Jetzt würde ich den Code, der innerhalb der IF-Blöcke steht vielleicht per include einbinden. Allerdings gibts da ein Problem: Ich instantiiere in meinem JSP ein Objekt und dieses Objekt nutze ich in den IF-Blöcken. 

Dazu meine Fragen:
1. Kann ich beim include eine Referenz auf das Objekt mit übergeben?
2. Was kann man allgemein machen um ein JSP übersichtlicher zu gestalten?


----------



## WeirdAl (30. Jun 2007)

Hi,
um den Code deiner JSP übersichtlicher zu gestalten kannst Du zb.:
- CSS Definitionen komplett in eine CSS Datei auslagern
- Includes nutzen, dort wo es angebracht ist
- Deine If/Else Blöcke sind Anzeichen davon, dass Du Logik in die View gebaut hast.

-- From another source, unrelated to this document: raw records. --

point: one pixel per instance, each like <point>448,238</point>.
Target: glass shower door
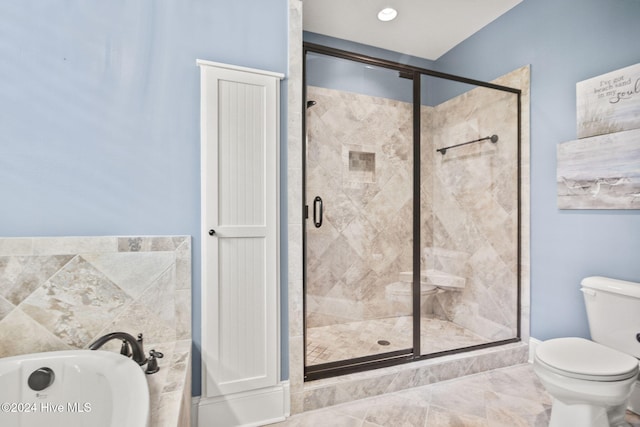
<point>469,215</point>
<point>359,204</point>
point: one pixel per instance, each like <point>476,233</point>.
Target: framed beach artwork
<point>601,170</point>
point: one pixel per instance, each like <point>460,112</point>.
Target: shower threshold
<point>350,340</point>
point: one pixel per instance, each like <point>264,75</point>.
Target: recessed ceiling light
<point>387,14</point>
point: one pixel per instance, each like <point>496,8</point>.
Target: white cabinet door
<point>240,298</point>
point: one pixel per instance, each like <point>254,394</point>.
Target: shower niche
<point>417,255</point>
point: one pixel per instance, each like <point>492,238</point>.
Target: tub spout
<point>137,352</point>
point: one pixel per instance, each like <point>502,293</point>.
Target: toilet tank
<point>613,310</point>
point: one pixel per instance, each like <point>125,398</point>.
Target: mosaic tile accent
<point>63,293</point>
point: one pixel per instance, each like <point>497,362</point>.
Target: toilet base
<point>582,415</point>
<point>634,400</point>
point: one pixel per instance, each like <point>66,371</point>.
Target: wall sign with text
<point>609,103</point>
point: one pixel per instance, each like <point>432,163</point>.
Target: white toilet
<point>591,382</point>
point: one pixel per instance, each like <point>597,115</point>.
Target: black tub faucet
<point>137,352</point>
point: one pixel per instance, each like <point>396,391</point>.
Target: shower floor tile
<point>357,339</point>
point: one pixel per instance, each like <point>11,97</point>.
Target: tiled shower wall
<point>474,193</point>
<point>359,161</point>
<point>469,204</point>
<point>62,293</point>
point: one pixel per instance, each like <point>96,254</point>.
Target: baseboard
<point>246,409</point>
<point>533,343</point>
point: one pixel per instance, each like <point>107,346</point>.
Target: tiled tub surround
<point>59,293</point>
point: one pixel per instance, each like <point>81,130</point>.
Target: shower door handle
<point>317,212</point>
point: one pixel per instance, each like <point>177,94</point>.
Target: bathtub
<point>74,388</point>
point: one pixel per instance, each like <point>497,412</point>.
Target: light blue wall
<point>565,42</point>
<point>100,112</point>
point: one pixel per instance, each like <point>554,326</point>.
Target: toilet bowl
<point>591,382</point>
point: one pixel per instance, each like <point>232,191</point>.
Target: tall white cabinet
<point>240,282</point>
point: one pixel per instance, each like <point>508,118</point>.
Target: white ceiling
<point>424,28</point>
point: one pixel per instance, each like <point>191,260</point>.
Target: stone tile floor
<point>507,397</point>
<point>356,339</point>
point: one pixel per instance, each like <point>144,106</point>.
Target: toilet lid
<point>584,359</point>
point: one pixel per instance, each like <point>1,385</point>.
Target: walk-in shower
<point>411,189</point>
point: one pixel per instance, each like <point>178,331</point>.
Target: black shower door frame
<point>344,367</point>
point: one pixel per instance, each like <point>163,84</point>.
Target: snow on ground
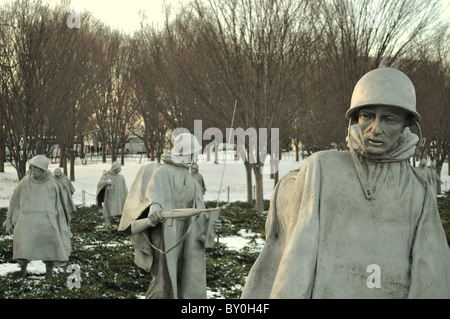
<point>87,176</point>
<point>234,187</point>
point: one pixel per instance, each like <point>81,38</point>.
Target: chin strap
<point>422,140</point>
<point>368,192</point>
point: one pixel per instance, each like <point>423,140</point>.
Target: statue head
<point>58,172</point>
<point>116,167</point>
<point>383,104</point>
<point>39,165</point>
<point>186,148</point>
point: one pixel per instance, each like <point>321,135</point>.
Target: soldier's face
<point>381,127</point>
<point>37,172</point>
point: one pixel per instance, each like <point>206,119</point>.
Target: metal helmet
<point>115,165</point>
<point>186,143</point>
<point>58,172</point>
<point>384,86</point>
<point>40,161</point>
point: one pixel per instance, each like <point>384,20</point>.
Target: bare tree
<point>114,113</point>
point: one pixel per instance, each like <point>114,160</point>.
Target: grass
<point>106,261</point>
<point>106,258</point>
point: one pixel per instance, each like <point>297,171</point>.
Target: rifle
<point>140,225</point>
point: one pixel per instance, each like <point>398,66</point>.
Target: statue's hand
<point>154,214</point>
<point>217,225</point>
<point>8,226</point>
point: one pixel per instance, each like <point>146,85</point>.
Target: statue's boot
<point>49,265</point>
<point>23,263</point>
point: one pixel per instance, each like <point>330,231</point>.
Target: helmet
<point>186,143</point>
<point>384,86</point>
<point>115,165</point>
<point>423,162</point>
<point>40,161</point>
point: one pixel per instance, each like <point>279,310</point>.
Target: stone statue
<point>112,191</point>
<point>172,250</point>
<point>39,220</point>
<point>422,169</point>
<point>433,177</point>
<point>198,177</point>
<point>67,189</point>
<point>357,224</point>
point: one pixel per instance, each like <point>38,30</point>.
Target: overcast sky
<point>124,14</point>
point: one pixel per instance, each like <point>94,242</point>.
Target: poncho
<point>41,221</point>
<point>67,191</point>
<point>177,265</point>
<point>112,195</point>
<point>325,237</point>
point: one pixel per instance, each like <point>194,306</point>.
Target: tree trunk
<point>248,171</point>
<point>259,194</point>
<point>72,165</point>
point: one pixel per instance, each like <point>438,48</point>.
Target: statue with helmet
<point>111,193</point>
<point>38,219</point>
<point>360,223</point>
<point>170,227</point>
<point>66,187</point>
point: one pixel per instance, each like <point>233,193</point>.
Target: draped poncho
<point>41,221</point>
<point>177,263</point>
<point>324,235</point>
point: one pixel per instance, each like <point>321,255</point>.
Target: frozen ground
<point>233,188</point>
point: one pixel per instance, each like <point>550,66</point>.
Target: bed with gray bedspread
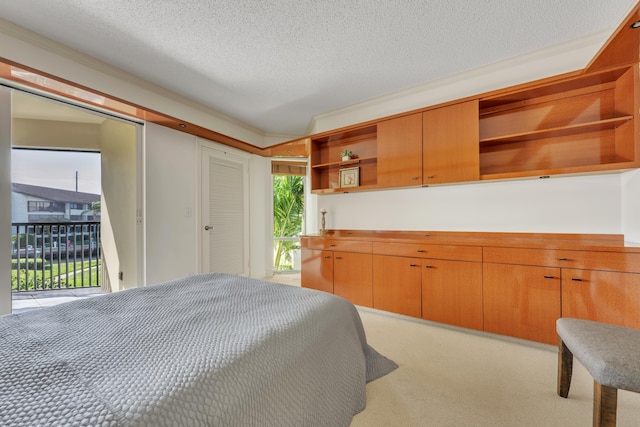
<point>207,350</point>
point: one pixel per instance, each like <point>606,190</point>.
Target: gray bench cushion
<point>610,353</point>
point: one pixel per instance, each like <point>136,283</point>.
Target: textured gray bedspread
<point>207,350</point>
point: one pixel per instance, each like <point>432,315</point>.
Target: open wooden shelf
<point>598,125</point>
<point>345,163</point>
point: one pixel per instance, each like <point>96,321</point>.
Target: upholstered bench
<point>610,353</point>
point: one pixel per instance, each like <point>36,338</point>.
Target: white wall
<point>261,217</point>
<point>171,182</point>
<point>29,49</point>
<point>631,206</point>
<point>119,204</point>
<point>584,204</point>
<point>5,196</point>
<point>19,207</point>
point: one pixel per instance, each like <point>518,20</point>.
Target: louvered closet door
<point>224,212</point>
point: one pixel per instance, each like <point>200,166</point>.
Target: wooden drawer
<point>588,260</point>
<point>336,245</point>
<point>417,250</point>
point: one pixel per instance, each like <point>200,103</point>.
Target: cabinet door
<point>522,301</point>
<point>450,146</point>
<point>400,151</point>
<point>352,277</point>
<point>452,292</point>
<point>317,270</point>
<point>603,296</point>
<point>396,284</point>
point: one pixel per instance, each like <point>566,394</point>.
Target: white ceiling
<point>276,64</point>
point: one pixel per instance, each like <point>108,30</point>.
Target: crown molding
<point>37,52</point>
<point>558,59</point>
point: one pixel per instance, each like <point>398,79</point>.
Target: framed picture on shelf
<point>350,177</point>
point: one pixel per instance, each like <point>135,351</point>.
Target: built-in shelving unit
<point>326,161</point>
<point>579,125</point>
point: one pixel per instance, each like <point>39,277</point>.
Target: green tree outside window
<point>288,213</point>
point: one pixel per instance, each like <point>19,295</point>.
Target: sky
<point>57,169</point>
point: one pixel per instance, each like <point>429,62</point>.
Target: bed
<point>206,350</point>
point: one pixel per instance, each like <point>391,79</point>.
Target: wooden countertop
<point>591,242</point>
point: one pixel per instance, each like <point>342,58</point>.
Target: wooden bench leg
<point>565,369</point>
<point>605,403</point>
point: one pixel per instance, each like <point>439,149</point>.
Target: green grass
<point>39,274</point>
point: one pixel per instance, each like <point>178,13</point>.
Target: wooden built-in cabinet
<point>352,277</point>
<point>584,290</point>
<point>450,144</point>
<point>527,289</point>
<point>522,301</point>
<point>579,124</point>
<point>452,292</point>
<point>442,283</point>
<point>343,268</point>
<point>398,142</point>
<point>397,284</point>
<point>513,284</point>
<point>317,269</point>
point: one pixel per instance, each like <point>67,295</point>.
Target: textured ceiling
<point>276,64</point>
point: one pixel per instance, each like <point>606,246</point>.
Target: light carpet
<point>455,377</point>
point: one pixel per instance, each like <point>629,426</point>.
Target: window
<point>43,206</point>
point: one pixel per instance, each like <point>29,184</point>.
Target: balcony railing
<point>48,255</point>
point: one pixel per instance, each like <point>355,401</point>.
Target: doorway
<point>288,214</point>
<point>57,126</point>
<point>225,212</point>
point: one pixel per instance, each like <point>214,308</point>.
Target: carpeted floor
<point>453,377</point>
<point>450,377</point>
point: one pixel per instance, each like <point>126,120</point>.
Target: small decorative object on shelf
<point>350,177</point>
<point>323,230</point>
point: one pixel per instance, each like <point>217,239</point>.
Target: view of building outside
<point>55,201</point>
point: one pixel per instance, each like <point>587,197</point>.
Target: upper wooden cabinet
<point>577,125</point>
<point>572,124</point>
<point>399,145</point>
<point>450,144</point>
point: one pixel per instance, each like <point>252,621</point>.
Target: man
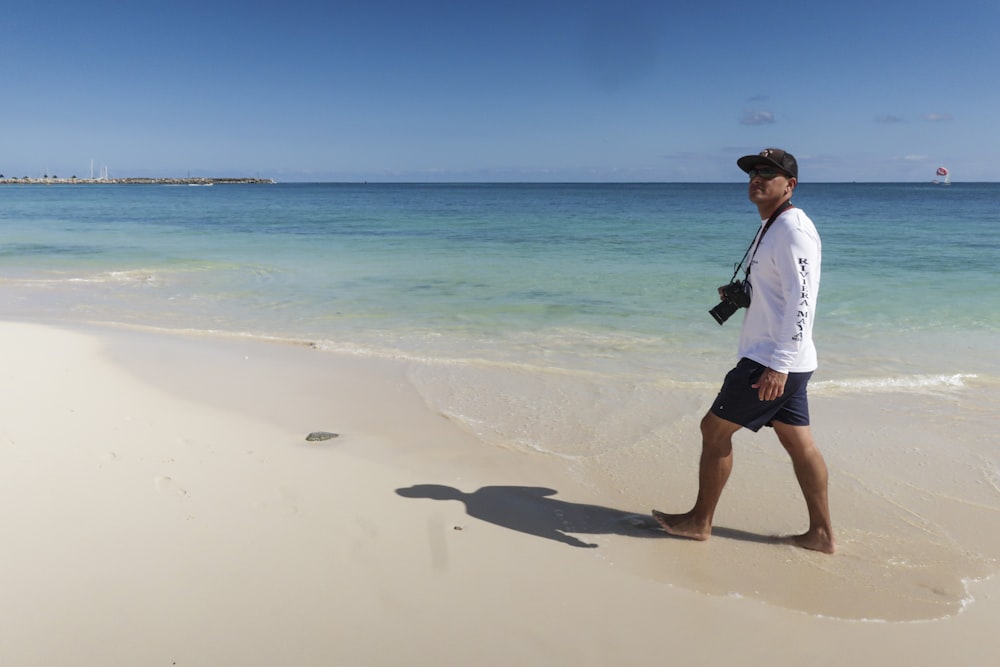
<point>777,357</point>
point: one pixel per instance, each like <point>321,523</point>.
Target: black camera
<point>735,295</point>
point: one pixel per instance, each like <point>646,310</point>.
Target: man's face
<point>769,186</point>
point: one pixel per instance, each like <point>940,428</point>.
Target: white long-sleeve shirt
<point>784,278</point>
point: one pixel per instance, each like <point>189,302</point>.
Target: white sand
<point>162,507</point>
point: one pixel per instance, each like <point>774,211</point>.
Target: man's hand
<point>771,385</point>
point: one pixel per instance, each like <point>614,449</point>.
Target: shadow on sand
<point>532,510</point>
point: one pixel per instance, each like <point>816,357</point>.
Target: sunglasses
<point>765,172</point>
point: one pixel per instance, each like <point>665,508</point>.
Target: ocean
<point>571,320</point>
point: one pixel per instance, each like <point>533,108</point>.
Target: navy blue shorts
<point>738,401</point>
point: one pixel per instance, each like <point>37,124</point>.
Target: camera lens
<point>723,311</point>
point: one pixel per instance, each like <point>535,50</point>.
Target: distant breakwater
<point>134,181</point>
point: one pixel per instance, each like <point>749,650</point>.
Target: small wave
<point>896,384</point>
<point>118,277</point>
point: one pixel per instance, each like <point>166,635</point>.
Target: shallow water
<point>571,321</point>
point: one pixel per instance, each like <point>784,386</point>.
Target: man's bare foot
<point>683,525</point>
<point>815,540</point>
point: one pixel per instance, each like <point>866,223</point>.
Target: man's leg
<point>810,471</point>
<point>713,472</point>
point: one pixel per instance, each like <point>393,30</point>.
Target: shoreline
<point>136,181</point>
<point>166,506</point>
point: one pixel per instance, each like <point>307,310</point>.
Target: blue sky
<point>583,90</point>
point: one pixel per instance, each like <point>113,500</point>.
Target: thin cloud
<point>757,118</point>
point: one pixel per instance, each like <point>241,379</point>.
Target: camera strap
<point>787,204</point>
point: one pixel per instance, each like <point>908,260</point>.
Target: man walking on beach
<point>776,357</point>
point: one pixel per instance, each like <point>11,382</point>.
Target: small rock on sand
<point>317,436</point>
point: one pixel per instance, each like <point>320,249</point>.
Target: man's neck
<point>767,210</point>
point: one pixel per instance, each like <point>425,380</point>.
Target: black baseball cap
<point>776,157</point>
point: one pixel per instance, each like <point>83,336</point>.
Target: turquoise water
<point>546,290</point>
<point>572,321</point>
<point>584,277</point>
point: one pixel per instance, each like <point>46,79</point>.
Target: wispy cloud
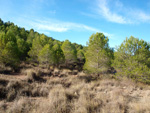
<point>119,13</point>
<point>104,10</point>
<point>60,26</point>
<point>52,25</point>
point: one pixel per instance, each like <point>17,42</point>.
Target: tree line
<point>130,59</point>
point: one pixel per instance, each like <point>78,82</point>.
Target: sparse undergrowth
<point>72,94</point>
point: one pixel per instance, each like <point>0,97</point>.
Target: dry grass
<point>73,94</point>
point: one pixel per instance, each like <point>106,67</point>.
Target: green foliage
<point>69,51</point>
<point>132,59</point>
<point>46,55</point>
<point>98,55</point>
<point>10,55</point>
<point>80,55</point>
<point>58,54</point>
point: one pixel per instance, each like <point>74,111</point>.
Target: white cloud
<point>115,11</point>
<point>140,15</point>
<point>103,9</point>
<point>59,26</point>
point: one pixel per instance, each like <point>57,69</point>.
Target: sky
<point>77,20</point>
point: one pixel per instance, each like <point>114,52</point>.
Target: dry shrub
<point>58,100</point>
<point>2,107</point>
<point>33,76</point>
<point>23,105</point>
<point>56,103</point>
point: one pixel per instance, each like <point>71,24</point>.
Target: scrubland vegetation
<point>39,74</point>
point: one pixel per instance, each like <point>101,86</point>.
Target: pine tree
<point>69,51</point>
<point>46,56</point>
<point>98,55</point>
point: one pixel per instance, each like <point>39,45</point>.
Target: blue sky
<point>77,20</point>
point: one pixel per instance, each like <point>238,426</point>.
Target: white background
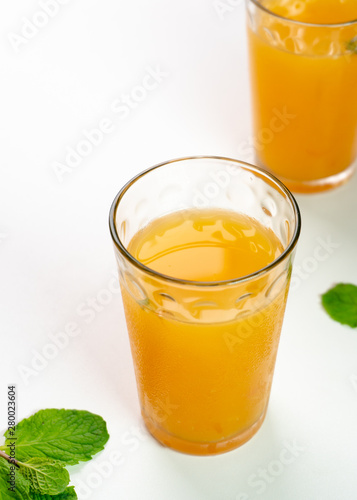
<point>56,254</point>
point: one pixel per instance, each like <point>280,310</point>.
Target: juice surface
<point>305,76</point>
<point>205,246</point>
<point>315,11</point>
<point>204,382</point>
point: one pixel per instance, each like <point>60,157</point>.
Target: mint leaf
<point>69,436</point>
<point>45,476</point>
<point>68,494</point>
<point>340,302</point>
<point>18,491</point>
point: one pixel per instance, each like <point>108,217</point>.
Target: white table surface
<point>71,75</point>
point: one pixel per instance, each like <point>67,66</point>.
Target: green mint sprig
<point>45,443</point>
<point>340,303</point>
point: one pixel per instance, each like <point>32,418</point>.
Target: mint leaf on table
<point>68,494</point>
<point>21,489</point>
<point>340,302</point>
<point>45,476</point>
<point>68,436</point>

Evtl kannst Du eine Bean nutzen, die dir das richtige Objekt zurückliefert bzw. die Behandlung der If/Else Blöcke für dich übernimmt. (Generell: Schau das Du so wenig Logik wie möglich in den JSPs hast und diese stattdessen in Beans "auslagerst").

Cu
Alex


----------



## 0001001 (30. Jun 2007)

Hallo,

erstmal danke für deine Antwort!
Es ist richtig, im JSP steckt im Moment die gesamte Logik. Die würde ich gerne auslagern, allerdings müsste ich dazu dieses Objekt übergeben können. Nur wie übergebe ich einem JavaBean ein Objekt?


----------



## Halunken-Joe (30. Jun 2007)

0001001 hat gesagt.:
			
		

> Nur wie übergebe ich einem JavaBean ein Objekt?



Ganz normal, einfach übergeben - genauso wie Du es auch mit einem String oder einem Int machen würdest. Die Bean muß natürlich genau so ein Objekt erwarten.


----------



## RaoulDuke (30. Jun 2007)

Um Darstellung und Anwendungslogik sauber zu Trennen könnte dir ein MVC Framework helfen. Vielleicht solltest du dich mal mit Struts beschäftigen.

Hier ein paar Links die dir helfen könnten:

http://de.wikipedia.org/wiki/Model_View_Controller

http://de.wikipedia.org/wiki/Struts

Ein gutes Tutorial finde ich gerade auf die Schnelle nicht, sollte sich aber mit ein bischen Suchen finden lassen.


----------